There are a terrible lot of lies going about the world,
and the
worst of it is that half of them are true.

Winston Churchill

These days, when a shocking number of people on this planet possess only the most rudimentary grasp of the history of World War II and devoutly believe that in that great confrontation, the US and Great Britain defeated some kind of general “totalitarianism,” many are alarmed by any hint of a discussion of the decisive role played by the USSR in vanquishing the Nazis. But today we’re actually going to take things a step further and demonstrate how Great Britain, which was one of the main orchestrators behind WWII, not only failed to win the war, it actually flat out lost it.

We have already shown how London and Washington’s primary goal in the debut of their Hitler project was to crush any potential competitors to the Anglo-Saxon currency and to create a new, dollar-based world. Yet what had they gained by the time Soviet troops captured the Reichstag in May of 1945?

Not one of London’s goals had been achieved.

They had played a sophisticated political game, nudging the Nazis into power and conceding half of Europe in order to play Germany off against Russia. It was a story of huge financial losses and brilliant secret operations. But in the end, Russian troops were stationed many hundreds of kilometers further west than they had been on Sept. 1, 1939. What would the shareholders in a European soccer club say if, after millions of euros and many years of recruiting, their new coach took that team from first place down to third? That’s how Great Britain’s ranking dropped after WWII. London had previously held the top spot both globally and in Europe. There is no doubt from now onwards Russia is all-powerful in Europe,” wrote British Field Marshal Sir Alan Brooke in his diary in the spring of 1945.
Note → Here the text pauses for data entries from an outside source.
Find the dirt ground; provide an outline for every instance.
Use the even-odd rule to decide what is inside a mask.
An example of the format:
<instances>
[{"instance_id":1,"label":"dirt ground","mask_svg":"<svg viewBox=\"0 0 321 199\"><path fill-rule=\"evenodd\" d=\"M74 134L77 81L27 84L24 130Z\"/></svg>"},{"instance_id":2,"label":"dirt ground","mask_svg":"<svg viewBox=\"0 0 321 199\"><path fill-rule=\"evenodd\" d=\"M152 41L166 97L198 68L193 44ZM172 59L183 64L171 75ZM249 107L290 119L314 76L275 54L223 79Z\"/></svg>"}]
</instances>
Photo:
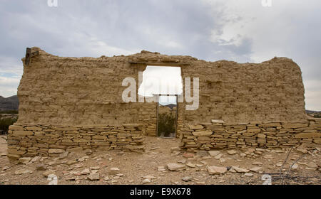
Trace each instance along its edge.
<instances>
[{"instance_id":1,"label":"dirt ground","mask_svg":"<svg viewBox=\"0 0 321 199\"><path fill-rule=\"evenodd\" d=\"M46 177L51 173L57 176L58 184L263 184L266 179L272 184L321 184L320 148L292 149L291 153L290 148L235 149L220 150L218 156L210 156L206 151L178 151L178 139L146 137L143 154L107 151L86 155L77 151L68 157L37 157L17 164L10 163L6 156L6 139L0 136L0 185L49 184L54 179ZM295 161L290 174L284 175ZM170 163L185 165L185 170L169 171L167 164ZM208 166L229 171L209 175ZM114 167L119 168L117 174L110 171ZM243 171L235 171L235 167ZM91 173L99 176L96 174L95 179L89 179ZM270 176L263 180L265 173Z\"/></svg>"}]
</instances>

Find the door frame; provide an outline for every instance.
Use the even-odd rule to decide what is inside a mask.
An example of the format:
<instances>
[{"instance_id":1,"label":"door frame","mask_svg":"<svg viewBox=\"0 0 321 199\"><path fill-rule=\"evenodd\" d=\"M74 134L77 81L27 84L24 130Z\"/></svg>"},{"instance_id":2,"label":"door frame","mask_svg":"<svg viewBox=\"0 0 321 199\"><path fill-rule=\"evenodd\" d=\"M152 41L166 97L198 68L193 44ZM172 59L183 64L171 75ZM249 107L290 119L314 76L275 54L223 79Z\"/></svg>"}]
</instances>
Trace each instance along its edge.
<instances>
[{"instance_id":1,"label":"door frame","mask_svg":"<svg viewBox=\"0 0 321 199\"><path fill-rule=\"evenodd\" d=\"M153 95L156 96L157 103L156 103L156 136L158 137L158 107L159 107L159 97L160 96L176 96L176 118L175 119L175 136L173 138L177 137L177 127L178 127L178 95L173 95L173 94L153 94ZM160 136L159 136L160 137ZM161 137L165 138L165 137ZM168 137L172 138L172 137Z\"/></svg>"}]
</instances>

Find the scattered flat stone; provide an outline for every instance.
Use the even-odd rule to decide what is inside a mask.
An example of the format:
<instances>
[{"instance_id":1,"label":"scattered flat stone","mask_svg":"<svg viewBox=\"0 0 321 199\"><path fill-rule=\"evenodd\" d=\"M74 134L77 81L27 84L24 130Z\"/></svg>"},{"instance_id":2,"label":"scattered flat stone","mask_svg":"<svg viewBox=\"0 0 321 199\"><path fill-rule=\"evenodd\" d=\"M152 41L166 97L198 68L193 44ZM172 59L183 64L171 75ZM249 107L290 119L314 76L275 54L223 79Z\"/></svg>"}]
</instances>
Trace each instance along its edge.
<instances>
[{"instance_id":1,"label":"scattered flat stone","mask_svg":"<svg viewBox=\"0 0 321 199\"><path fill-rule=\"evenodd\" d=\"M186 169L186 167L184 164L176 163L168 163L167 165L167 168L168 168L168 170L172 171L182 171Z\"/></svg>"},{"instance_id":2,"label":"scattered flat stone","mask_svg":"<svg viewBox=\"0 0 321 199\"><path fill-rule=\"evenodd\" d=\"M77 163L77 161L67 161L67 165L72 165L72 164L74 164L74 163Z\"/></svg>"},{"instance_id":3,"label":"scattered flat stone","mask_svg":"<svg viewBox=\"0 0 321 199\"><path fill-rule=\"evenodd\" d=\"M190 162L188 162L186 163L186 166L188 166L188 167L190 167L190 168L195 168L195 165L192 163L190 163Z\"/></svg>"},{"instance_id":4,"label":"scattered flat stone","mask_svg":"<svg viewBox=\"0 0 321 199\"><path fill-rule=\"evenodd\" d=\"M253 164L253 165L261 166L261 165L263 165L263 163L261 163L261 162L253 162L252 164Z\"/></svg>"},{"instance_id":5,"label":"scattered flat stone","mask_svg":"<svg viewBox=\"0 0 321 199\"><path fill-rule=\"evenodd\" d=\"M147 175L147 176L143 176L143 178L145 178L145 179L156 179L156 177L155 177L153 176L151 176L151 175Z\"/></svg>"},{"instance_id":6,"label":"scattered flat stone","mask_svg":"<svg viewBox=\"0 0 321 199\"><path fill-rule=\"evenodd\" d=\"M305 149L297 149L297 151L300 151L300 152L301 152L302 154L307 154L307 150Z\"/></svg>"},{"instance_id":7,"label":"scattered flat stone","mask_svg":"<svg viewBox=\"0 0 321 199\"><path fill-rule=\"evenodd\" d=\"M228 171L226 167L221 166L211 166L208 167L208 174L210 175L215 175L215 174L221 174Z\"/></svg>"},{"instance_id":8,"label":"scattered flat stone","mask_svg":"<svg viewBox=\"0 0 321 199\"><path fill-rule=\"evenodd\" d=\"M83 171L81 171L81 175L88 175L91 173L91 171L89 170L89 168L85 168Z\"/></svg>"},{"instance_id":9,"label":"scattered flat stone","mask_svg":"<svg viewBox=\"0 0 321 199\"><path fill-rule=\"evenodd\" d=\"M225 161L226 161L225 158L220 158L220 162L223 163Z\"/></svg>"},{"instance_id":10,"label":"scattered flat stone","mask_svg":"<svg viewBox=\"0 0 321 199\"><path fill-rule=\"evenodd\" d=\"M144 180L143 181L143 184L149 183L151 183L151 179L146 178L146 179L144 179Z\"/></svg>"},{"instance_id":11,"label":"scattered flat stone","mask_svg":"<svg viewBox=\"0 0 321 199\"><path fill-rule=\"evenodd\" d=\"M261 169L262 169L262 167L260 167L260 166L255 166L253 168L250 168L250 171L258 173Z\"/></svg>"},{"instance_id":12,"label":"scattered flat stone","mask_svg":"<svg viewBox=\"0 0 321 199\"><path fill-rule=\"evenodd\" d=\"M240 156L241 156L242 158L244 158L244 157L246 156L246 154L244 154L244 153L242 153L242 154L240 154Z\"/></svg>"},{"instance_id":13,"label":"scattered flat stone","mask_svg":"<svg viewBox=\"0 0 321 199\"><path fill-rule=\"evenodd\" d=\"M9 166L5 166L4 168L2 168L2 171L6 171L7 169L9 169L10 167Z\"/></svg>"},{"instance_id":14,"label":"scattered flat stone","mask_svg":"<svg viewBox=\"0 0 321 199\"><path fill-rule=\"evenodd\" d=\"M248 169L240 168L235 166L233 166L232 168L234 169L238 173L248 173L250 171Z\"/></svg>"},{"instance_id":15,"label":"scattered flat stone","mask_svg":"<svg viewBox=\"0 0 321 199\"><path fill-rule=\"evenodd\" d=\"M19 170L16 170L16 171L14 171L14 174L16 174L16 175L22 175L22 174L29 174L29 173L32 173L32 171L29 171L28 169L26 169L26 168L21 168L21 169L19 169Z\"/></svg>"},{"instance_id":16,"label":"scattered flat stone","mask_svg":"<svg viewBox=\"0 0 321 199\"><path fill-rule=\"evenodd\" d=\"M312 161L308 163L307 166L310 167L310 168L318 168L317 165L315 163L312 162Z\"/></svg>"},{"instance_id":17,"label":"scattered flat stone","mask_svg":"<svg viewBox=\"0 0 321 199\"><path fill-rule=\"evenodd\" d=\"M208 151L208 154L211 156L216 156L220 154L220 151Z\"/></svg>"},{"instance_id":18,"label":"scattered flat stone","mask_svg":"<svg viewBox=\"0 0 321 199\"><path fill-rule=\"evenodd\" d=\"M281 166L282 166L282 163L277 163L275 164L275 166L277 166L277 167L281 167Z\"/></svg>"},{"instance_id":19,"label":"scattered flat stone","mask_svg":"<svg viewBox=\"0 0 321 199\"><path fill-rule=\"evenodd\" d=\"M184 182L189 182L191 181L192 180L193 180L192 176L185 176L182 178L182 181L183 181Z\"/></svg>"},{"instance_id":20,"label":"scattered flat stone","mask_svg":"<svg viewBox=\"0 0 321 199\"><path fill-rule=\"evenodd\" d=\"M165 168L165 166L160 166L157 167L157 171L164 171L166 169Z\"/></svg>"},{"instance_id":21,"label":"scattered flat stone","mask_svg":"<svg viewBox=\"0 0 321 199\"><path fill-rule=\"evenodd\" d=\"M185 163L186 159L181 159L177 161L178 163Z\"/></svg>"},{"instance_id":22,"label":"scattered flat stone","mask_svg":"<svg viewBox=\"0 0 321 199\"><path fill-rule=\"evenodd\" d=\"M228 154L230 155L234 155L237 153L237 151L235 150L229 150L228 151Z\"/></svg>"},{"instance_id":23,"label":"scattered flat stone","mask_svg":"<svg viewBox=\"0 0 321 199\"><path fill-rule=\"evenodd\" d=\"M91 170L99 170L99 168L101 168L101 167L99 166L91 166L90 168L91 168Z\"/></svg>"},{"instance_id":24,"label":"scattered flat stone","mask_svg":"<svg viewBox=\"0 0 321 199\"><path fill-rule=\"evenodd\" d=\"M191 154L191 153L184 153L183 154L183 156L186 158L193 158L193 157L194 157L194 154Z\"/></svg>"},{"instance_id":25,"label":"scattered flat stone","mask_svg":"<svg viewBox=\"0 0 321 199\"><path fill-rule=\"evenodd\" d=\"M297 171L297 170L299 169L299 166L297 165L297 163L295 163L292 166L291 169L293 170L293 171Z\"/></svg>"},{"instance_id":26,"label":"scattered flat stone","mask_svg":"<svg viewBox=\"0 0 321 199\"><path fill-rule=\"evenodd\" d=\"M178 146L170 148L170 152L180 151L180 148Z\"/></svg>"},{"instance_id":27,"label":"scattered flat stone","mask_svg":"<svg viewBox=\"0 0 321 199\"><path fill-rule=\"evenodd\" d=\"M91 174L89 174L89 176L88 176L88 179L91 181L99 181L100 179L100 176L99 176L99 173L91 173Z\"/></svg>"}]
</instances>

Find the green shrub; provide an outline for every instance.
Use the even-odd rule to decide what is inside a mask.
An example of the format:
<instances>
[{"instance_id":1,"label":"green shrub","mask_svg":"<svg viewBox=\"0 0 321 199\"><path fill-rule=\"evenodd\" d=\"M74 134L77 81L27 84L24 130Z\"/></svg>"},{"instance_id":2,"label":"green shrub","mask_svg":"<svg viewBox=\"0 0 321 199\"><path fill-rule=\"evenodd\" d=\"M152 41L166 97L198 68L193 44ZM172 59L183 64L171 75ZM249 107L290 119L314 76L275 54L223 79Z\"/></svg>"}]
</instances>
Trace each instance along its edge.
<instances>
[{"instance_id":1,"label":"green shrub","mask_svg":"<svg viewBox=\"0 0 321 199\"><path fill-rule=\"evenodd\" d=\"M0 119L0 132L8 132L9 127L16 122L17 118L3 118Z\"/></svg>"},{"instance_id":2,"label":"green shrub","mask_svg":"<svg viewBox=\"0 0 321 199\"><path fill-rule=\"evenodd\" d=\"M159 114L158 125L157 135L160 136L163 132L164 136L169 136L175 132L175 117L170 113Z\"/></svg>"}]
</instances>

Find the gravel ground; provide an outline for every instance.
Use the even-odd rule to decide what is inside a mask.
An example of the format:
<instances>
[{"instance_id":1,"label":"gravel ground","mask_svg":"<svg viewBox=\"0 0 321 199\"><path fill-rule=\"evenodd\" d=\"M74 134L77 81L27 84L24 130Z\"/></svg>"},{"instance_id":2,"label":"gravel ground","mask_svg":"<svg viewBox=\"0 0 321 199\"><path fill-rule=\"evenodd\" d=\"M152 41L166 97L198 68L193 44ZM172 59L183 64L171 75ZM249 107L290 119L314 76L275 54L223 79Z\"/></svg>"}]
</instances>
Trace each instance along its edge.
<instances>
[{"instance_id":1,"label":"gravel ground","mask_svg":"<svg viewBox=\"0 0 321 199\"><path fill-rule=\"evenodd\" d=\"M281 181L280 170L290 148L220 150L218 156L210 156L205 151L178 151L178 139L146 137L145 143L143 154L98 151L86 155L76 151L65 158L39 157L33 160L35 162L26 160L29 161L26 164L17 164L10 163L5 156L6 137L1 136L0 185L54 183L46 177L51 173L57 176L58 184L263 184L265 173L275 173L270 174L272 184L321 184L320 148L292 150L282 173L301 158L291 171L291 178ZM183 165L185 170L169 171L167 164L170 163ZM220 175L209 175L208 166L230 170ZM235 167L245 171L235 172ZM255 167L258 171L248 171ZM111 173L111 168L118 168L119 171Z\"/></svg>"}]
</instances>

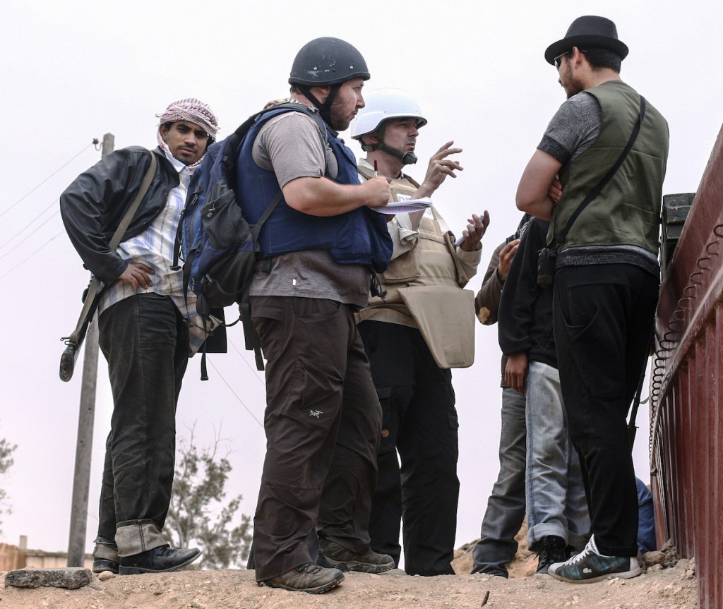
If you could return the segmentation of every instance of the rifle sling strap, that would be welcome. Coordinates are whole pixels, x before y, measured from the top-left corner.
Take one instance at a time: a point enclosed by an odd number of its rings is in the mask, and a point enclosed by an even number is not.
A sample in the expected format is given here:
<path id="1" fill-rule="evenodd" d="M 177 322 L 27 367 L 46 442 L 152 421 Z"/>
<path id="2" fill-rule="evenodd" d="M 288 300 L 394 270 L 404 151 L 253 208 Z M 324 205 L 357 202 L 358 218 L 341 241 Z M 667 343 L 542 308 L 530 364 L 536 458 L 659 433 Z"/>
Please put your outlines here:
<path id="1" fill-rule="evenodd" d="M 130 225 L 131 220 L 133 220 L 133 216 L 135 215 L 135 212 L 137 211 L 138 207 L 140 205 L 140 202 L 143 200 L 143 197 L 145 196 L 145 194 L 148 191 L 148 189 L 150 187 L 150 183 L 153 181 L 153 176 L 155 175 L 155 169 L 158 166 L 158 162 L 156 159 L 155 155 L 153 154 L 153 152 L 150 152 L 150 166 L 148 168 L 148 170 L 146 171 L 145 176 L 143 177 L 143 181 L 141 182 L 140 188 L 138 189 L 138 193 L 136 194 L 135 198 L 131 202 L 131 204 L 128 206 L 128 209 L 126 210 L 125 214 L 124 214 L 123 217 L 121 218 L 121 222 L 118 225 L 116 232 L 113 233 L 113 237 L 111 238 L 111 241 L 108 246 L 111 251 L 118 247 L 118 245 L 120 243 L 121 239 L 123 238 L 123 236 L 128 229 L 128 226 Z M 83 308 L 80 311 L 80 317 L 78 319 L 77 325 L 75 327 L 75 329 L 73 330 L 72 334 L 70 334 L 70 337 L 68 340 L 68 342 L 72 343 L 73 345 L 78 344 L 78 340 L 80 336 L 80 331 L 82 327 L 83 322 L 88 314 L 90 312 L 91 307 L 93 307 L 95 301 L 95 297 L 98 295 L 100 290 L 101 282 L 102 282 L 97 277 L 93 277 L 93 280 L 90 282 L 90 285 L 88 286 L 87 293 L 86 293 L 85 298 L 83 301 Z"/>

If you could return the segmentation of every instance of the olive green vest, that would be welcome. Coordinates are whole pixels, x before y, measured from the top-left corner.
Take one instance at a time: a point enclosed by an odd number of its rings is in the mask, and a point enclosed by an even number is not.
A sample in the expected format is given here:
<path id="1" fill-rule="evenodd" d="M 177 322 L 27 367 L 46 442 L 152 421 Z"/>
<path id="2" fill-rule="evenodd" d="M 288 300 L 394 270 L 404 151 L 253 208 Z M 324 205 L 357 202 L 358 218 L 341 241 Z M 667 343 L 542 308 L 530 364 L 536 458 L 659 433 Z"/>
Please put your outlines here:
<path id="1" fill-rule="evenodd" d="M 555 207 L 549 243 L 562 233 L 580 203 L 615 165 L 640 115 L 640 95 L 621 81 L 586 90 L 602 111 L 600 134 L 588 150 L 562 167 L 562 196 Z M 640 133 L 615 175 L 578 217 L 559 250 L 580 246 L 638 246 L 658 252 L 668 126 L 647 104 Z"/>

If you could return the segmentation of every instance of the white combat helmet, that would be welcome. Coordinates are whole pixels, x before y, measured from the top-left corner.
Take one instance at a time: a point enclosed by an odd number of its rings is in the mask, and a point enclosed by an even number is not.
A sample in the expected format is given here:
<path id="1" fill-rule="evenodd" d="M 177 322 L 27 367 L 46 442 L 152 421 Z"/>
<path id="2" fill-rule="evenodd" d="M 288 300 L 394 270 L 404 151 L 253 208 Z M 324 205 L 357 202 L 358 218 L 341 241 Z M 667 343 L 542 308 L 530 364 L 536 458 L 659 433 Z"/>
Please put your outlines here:
<path id="1" fill-rule="evenodd" d="M 351 137 L 360 139 L 390 118 L 416 118 L 416 128 L 427 124 L 419 104 L 401 89 L 376 89 L 364 96 L 366 105 L 351 121 Z"/>

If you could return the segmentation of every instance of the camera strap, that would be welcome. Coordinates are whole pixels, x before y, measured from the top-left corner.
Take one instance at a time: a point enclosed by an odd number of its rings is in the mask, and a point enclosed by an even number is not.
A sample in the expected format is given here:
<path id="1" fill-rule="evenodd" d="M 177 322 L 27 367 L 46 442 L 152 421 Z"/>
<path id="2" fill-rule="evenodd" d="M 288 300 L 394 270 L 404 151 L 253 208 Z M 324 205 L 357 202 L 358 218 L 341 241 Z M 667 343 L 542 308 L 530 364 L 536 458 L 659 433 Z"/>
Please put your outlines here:
<path id="1" fill-rule="evenodd" d="M 565 225 L 565 228 L 562 229 L 562 232 L 560 233 L 559 238 L 556 238 L 552 243 L 552 249 L 557 251 L 557 248 L 562 243 L 565 243 L 565 239 L 568 236 L 568 233 L 570 232 L 570 229 L 573 228 L 573 225 L 575 221 L 578 219 L 578 217 L 583 212 L 583 210 L 589 205 L 592 201 L 596 197 L 605 187 L 605 185 L 610 181 L 612 176 L 615 175 L 615 172 L 620 169 L 620 165 L 623 165 L 623 162 L 625 160 L 625 157 L 628 156 L 628 153 L 630 151 L 633 147 L 633 144 L 635 143 L 636 139 L 638 138 L 638 134 L 640 133 L 641 125 L 643 124 L 643 119 L 645 118 L 645 108 L 646 101 L 645 98 L 642 95 L 640 96 L 640 116 L 638 118 L 638 122 L 636 123 L 635 126 L 633 129 L 633 133 L 630 134 L 630 139 L 628 140 L 628 144 L 625 144 L 625 147 L 623 149 L 623 152 L 620 153 L 620 157 L 617 160 L 615 161 L 615 164 L 610 168 L 610 170 L 605 174 L 600 183 L 595 186 L 585 197 L 584 200 L 581 203 L 578 208 L 575 210 L 573 215 L 568 220 L 568 223 Z"/>

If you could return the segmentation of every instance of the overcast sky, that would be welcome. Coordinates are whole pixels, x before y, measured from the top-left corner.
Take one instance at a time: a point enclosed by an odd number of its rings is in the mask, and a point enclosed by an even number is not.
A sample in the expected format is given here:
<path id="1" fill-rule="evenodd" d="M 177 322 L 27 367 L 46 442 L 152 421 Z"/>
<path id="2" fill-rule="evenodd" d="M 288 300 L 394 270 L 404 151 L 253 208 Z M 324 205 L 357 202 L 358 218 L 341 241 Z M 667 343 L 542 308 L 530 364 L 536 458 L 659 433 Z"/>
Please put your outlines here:
<path id="1" fill-rule="evenodd" d="M 565 96 L 545 48 L 583 14 L 603 14 L 630 48 L 623 79 L 646 96 L 670 128 L 663 191 L 698 188 L 723 119 L 720 0 L 558 0 L 552 3 L 441 3 L 416 0 L 316 3 L 268 0 L 123 3 L 7 2 L 0 38 L 0 304 L 2 351 L 0 438 L 17 444 L 0 480 L 12 514 L 0 542 L 48 551 L 67 548 L 81 374 L 58 377 L 60 337 L 74 327 L 87 282 L 62 228 L 57 199 L 100 158 L 93 138 L 116 147 L 155 145 L 158 119 L 171 101 L 197 97 L 231 133 L 249 114 L 287 95 L 299 48 L 318 36 L 348 40 L 367 59 L 367 90 L 405 89 L 429 124 L 418 166 L 442 143 L 463 149 L 464 167 L 433 200 L 458 234 L 471 213 L 488 210 L 479 289 L 495 247 L 514 231 L 519 177 Z M 347 134 L 348 135 L 348 134 Z M 351 147 L 360 150 L 356 142 Z M 227 317 L 232 311 L 227 313 Z M 243 493 L 252 514 L 264 456 L 262 376 L 243 350 L 240 328 L 226 355 L 209 358 L 210 380 L 189 365 L 178 408 L 178 435 L 210 445 L 225 439 L 234 467 L 229 495 Z M 453 373 L 460 419 L 461 482 L 457 545 L 474 540 L 496 479 L 500 433 L 500 350 L 495 327 L 478 325 L 476 360 Z M 86 548 L 92 550 L 105 437 L 112 400 L 99 366 Z M 78 369 L 82 366 L 79 359 Z M 646 394 L 646 392 L 644 394 Z M 649 480 L 646 407 L 634 451 Z"/>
Someone had to answer for this. Churchill had won the war in such a way that his victory was very reminiscent of defeat. As a result, instead of receiving an award for his triumph over Nazi Germany, Churchill was handed … a humiliating resignation.

Stalin, Truman and Churchill in Potsdam, Germany, July 1945
Stalin, Truman and Churchill in Potsdam, Germany, July 1945

July 1945. In the German city of Potsdam, the victors – the leaders of the conquering powers – were holding a conference. Stalin, Truman, and Churchill were seated at the negotiating table. And suddenly, in the middle of the conference, Churchill is forced out of office and has to go home. London offered to send him back to Potsdam as the deputy to the new prime minister – a man who had previously attended every conference in his role as Churchill’s deputy! Churchill felt crushed and bewildered. When the king offered him the Order of the Garter as a consolation prize, the former prime minister turned him down …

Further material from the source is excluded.